In cinque entrarono a passo spedito nella stanza. Tutti noi sollevammo lo
sguardo incuriositi dal loro comportamento freddo, austero, distaccato e senza
alcun rispetto per un posto che non era loro. Come se avessero il diritto di
operare lì dentro senza neanche chiedere. La cosa che ci fece reagire fu quando
quello di colore prese per un braccio piuttosto
rudemente la piccola Charlotte.
-Ehi!-
esclamò lei, indignata.
L’uomo
la guardò con sguardo indifferente, mentre lei gli restituiva uno sguardo per nulla
simpatico.
-Ehi,
giù le mani!- s’intromise Cho.
Questa
volta il cioccolatino dovette girarsi e fronteggiare il suo nuovo avversario.
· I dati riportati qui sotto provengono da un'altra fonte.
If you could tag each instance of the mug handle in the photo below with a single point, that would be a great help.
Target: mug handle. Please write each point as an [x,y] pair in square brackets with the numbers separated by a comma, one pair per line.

Cho non era alto, ma il suo sguardo glaciale e il suo comportamento da ex
militare lo facevano apparire piuttosto minaccioso. Le ampie spalle e i grossi
muscoli non facevano che accentuare la cosa.
-Togliti
di mezzo cinesino!- lo provocò l’altro.
Cho,
sempre calmissimo, si frappose tra i due quel tanto che bastava
per fargli lasciare la presa su Charlotte.
-Non
sono cinese, sono coreano.-
Lo
straniero parve spiazzato da quel comportamento. Charlotte si nascose dietro a
Cho. Nel frattempo altri tre membri di quella strana squadra si erano fermati
dalla parte opposta del bullpenn, dove c’era l’entrata. Altri due invece, uno più anziano e semicalvo, e quello più alto e con un fare
minaccioso si fecero avanti.
-Stiamo
calmi. Siamo del BAU, Unità di Analisi Comportamentale. Noi siamo gli agenti
speciali supervisori Jason Gideon, Aaron Hotchner e
Derek Morgan; gli altri sono gli agenti speciali: Jennifer Jereau, Spencer Reid
e Emily Prentiss.- disse il primo.
-Chi
è il vostro capo?- domandò il secondo.
Questo
qua mi stava già antipatico. Nessuno di loro a dir la
verità mi piaceva. Attirata dal trambusto Lisbon uscì
dal suo ufficio seguita da un Jane piuttosto teso e preoccupato, visto i due
uomini in parte a sua figlia.
-Cosa
sta succedendo qui dentro?- domandò Lisbon, con un tono piuttosto autoritario.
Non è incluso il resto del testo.